Veinte minutos más tarde y bajo un sol de pretensiones playeras, pasamos junto a “Montaña”, pueblo donde está el hotel Yanchana Lodge y que según Nancy, es muy bonito. Inmediatamente, divisamos al Hospital Flotante Samarina, en la margen derecha, auspiciado por UNICEF y el Ministerio de Salud Pública del Ecuador, y que ya tiene cinco años por estos lares. Me pregunto porqué no he hecho esto antes: y me respondo que es imposible escribir en el asiento posterior de un Vitara o un Trooper, cuando se viaja por los caminos rurales de nuestro país.

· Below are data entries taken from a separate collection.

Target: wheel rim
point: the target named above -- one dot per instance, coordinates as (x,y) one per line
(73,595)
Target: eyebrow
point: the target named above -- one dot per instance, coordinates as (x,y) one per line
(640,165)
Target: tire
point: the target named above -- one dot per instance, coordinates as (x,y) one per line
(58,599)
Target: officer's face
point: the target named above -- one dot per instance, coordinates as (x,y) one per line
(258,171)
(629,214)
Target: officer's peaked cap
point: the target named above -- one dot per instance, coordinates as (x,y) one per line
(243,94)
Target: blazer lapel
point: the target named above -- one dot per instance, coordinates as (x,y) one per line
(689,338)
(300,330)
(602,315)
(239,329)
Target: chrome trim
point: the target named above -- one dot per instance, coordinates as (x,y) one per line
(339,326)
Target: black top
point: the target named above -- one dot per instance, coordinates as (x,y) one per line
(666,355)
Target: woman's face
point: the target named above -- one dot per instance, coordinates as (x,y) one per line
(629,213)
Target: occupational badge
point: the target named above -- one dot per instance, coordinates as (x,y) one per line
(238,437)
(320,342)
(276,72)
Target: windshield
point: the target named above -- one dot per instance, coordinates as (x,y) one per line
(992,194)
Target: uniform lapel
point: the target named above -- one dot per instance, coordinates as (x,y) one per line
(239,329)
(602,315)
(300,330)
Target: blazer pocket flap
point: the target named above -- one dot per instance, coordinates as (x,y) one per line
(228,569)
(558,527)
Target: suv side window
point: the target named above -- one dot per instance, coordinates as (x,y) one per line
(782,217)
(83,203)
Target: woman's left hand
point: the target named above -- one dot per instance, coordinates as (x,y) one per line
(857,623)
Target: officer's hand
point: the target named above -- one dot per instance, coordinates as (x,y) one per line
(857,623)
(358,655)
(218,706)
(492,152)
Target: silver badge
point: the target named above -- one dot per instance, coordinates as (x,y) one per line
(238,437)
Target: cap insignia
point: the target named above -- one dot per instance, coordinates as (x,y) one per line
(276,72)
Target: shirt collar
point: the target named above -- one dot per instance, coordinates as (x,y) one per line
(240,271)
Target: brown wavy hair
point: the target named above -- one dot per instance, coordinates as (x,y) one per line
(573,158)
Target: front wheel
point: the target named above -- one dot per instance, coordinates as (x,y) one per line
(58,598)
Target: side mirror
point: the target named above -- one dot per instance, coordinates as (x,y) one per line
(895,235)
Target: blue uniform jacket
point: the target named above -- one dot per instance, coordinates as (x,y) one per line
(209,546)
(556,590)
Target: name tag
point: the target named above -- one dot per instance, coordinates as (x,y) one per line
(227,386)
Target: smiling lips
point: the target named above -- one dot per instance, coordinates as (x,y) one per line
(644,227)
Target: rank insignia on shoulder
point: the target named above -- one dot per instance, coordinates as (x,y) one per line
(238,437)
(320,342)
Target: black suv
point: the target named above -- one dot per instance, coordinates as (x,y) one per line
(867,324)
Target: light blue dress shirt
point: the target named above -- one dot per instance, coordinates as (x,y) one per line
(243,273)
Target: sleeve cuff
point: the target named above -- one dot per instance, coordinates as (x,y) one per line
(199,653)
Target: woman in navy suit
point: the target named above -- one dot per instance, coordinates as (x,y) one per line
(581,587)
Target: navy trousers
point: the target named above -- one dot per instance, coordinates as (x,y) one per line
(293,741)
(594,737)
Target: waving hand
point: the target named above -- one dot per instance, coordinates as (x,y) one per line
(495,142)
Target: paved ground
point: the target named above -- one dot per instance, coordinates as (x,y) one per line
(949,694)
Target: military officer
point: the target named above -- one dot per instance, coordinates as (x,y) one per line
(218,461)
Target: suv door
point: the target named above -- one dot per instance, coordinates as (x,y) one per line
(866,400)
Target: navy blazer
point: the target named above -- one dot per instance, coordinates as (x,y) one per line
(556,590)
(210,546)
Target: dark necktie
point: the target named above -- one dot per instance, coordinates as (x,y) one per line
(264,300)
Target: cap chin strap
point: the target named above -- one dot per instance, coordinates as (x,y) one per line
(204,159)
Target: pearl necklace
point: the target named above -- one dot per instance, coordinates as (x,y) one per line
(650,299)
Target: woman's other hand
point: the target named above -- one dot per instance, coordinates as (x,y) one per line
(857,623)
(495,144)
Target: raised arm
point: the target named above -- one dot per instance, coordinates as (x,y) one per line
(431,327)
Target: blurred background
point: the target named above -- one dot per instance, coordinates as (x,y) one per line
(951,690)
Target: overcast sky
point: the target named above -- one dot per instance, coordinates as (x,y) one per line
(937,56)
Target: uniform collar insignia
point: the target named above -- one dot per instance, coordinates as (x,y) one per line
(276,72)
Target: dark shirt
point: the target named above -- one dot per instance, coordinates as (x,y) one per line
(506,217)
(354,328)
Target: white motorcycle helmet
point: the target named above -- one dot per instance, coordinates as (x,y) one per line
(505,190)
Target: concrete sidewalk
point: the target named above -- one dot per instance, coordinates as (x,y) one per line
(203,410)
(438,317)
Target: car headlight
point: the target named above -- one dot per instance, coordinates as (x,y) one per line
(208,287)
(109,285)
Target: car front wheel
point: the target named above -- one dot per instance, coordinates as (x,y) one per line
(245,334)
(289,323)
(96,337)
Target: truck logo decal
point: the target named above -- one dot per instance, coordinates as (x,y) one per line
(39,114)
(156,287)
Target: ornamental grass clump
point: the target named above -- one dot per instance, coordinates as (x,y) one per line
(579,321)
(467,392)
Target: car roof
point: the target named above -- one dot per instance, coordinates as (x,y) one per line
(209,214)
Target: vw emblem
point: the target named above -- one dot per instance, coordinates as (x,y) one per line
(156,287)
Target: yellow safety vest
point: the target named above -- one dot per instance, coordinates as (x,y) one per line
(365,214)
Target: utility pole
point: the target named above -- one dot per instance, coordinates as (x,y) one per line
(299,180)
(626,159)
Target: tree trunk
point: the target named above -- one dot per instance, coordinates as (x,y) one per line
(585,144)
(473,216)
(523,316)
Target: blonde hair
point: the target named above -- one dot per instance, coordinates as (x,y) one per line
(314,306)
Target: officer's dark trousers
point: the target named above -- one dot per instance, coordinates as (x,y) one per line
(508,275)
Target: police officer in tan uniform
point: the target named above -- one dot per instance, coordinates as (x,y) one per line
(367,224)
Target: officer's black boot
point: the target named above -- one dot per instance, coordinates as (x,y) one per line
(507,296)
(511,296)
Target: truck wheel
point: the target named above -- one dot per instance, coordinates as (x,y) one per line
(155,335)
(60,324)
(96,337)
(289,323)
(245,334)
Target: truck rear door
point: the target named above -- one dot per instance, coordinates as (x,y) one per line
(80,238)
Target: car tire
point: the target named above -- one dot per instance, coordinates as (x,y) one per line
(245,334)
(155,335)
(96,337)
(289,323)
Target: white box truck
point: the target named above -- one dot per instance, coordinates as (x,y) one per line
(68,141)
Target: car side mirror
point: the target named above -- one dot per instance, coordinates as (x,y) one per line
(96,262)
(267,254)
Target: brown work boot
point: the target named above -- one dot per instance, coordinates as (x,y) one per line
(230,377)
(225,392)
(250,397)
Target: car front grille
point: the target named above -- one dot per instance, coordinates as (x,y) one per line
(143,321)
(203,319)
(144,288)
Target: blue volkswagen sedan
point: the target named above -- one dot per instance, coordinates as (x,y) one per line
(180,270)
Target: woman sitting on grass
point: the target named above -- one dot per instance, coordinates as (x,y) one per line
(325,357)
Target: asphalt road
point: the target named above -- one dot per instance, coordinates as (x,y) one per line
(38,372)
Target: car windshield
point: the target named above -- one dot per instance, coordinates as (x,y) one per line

No sería capaz de completar una palabra que se entienda. El duro asiento de la pequeña banca de madera de la canoa, empieza a hacer mella en mis posaderas y decido que es momento de realizar la arriesgada maniobra de levantarme y después de conseguirlo, permanezco de pié por alrededor de quince minutos. Aunque no lo he mencionado, desde antes de zarpar –conociendo lo largo del viaje– he llevado a mi mamá en la mente, recordando su ilusión de hacer alguna vez, un largo viaje en crucero.

—Bernardo está maravillado— escucho a mis espaldas decir a Nancy, mientras me digo que tengo los ojos felizmente intoxicados de selva y de río.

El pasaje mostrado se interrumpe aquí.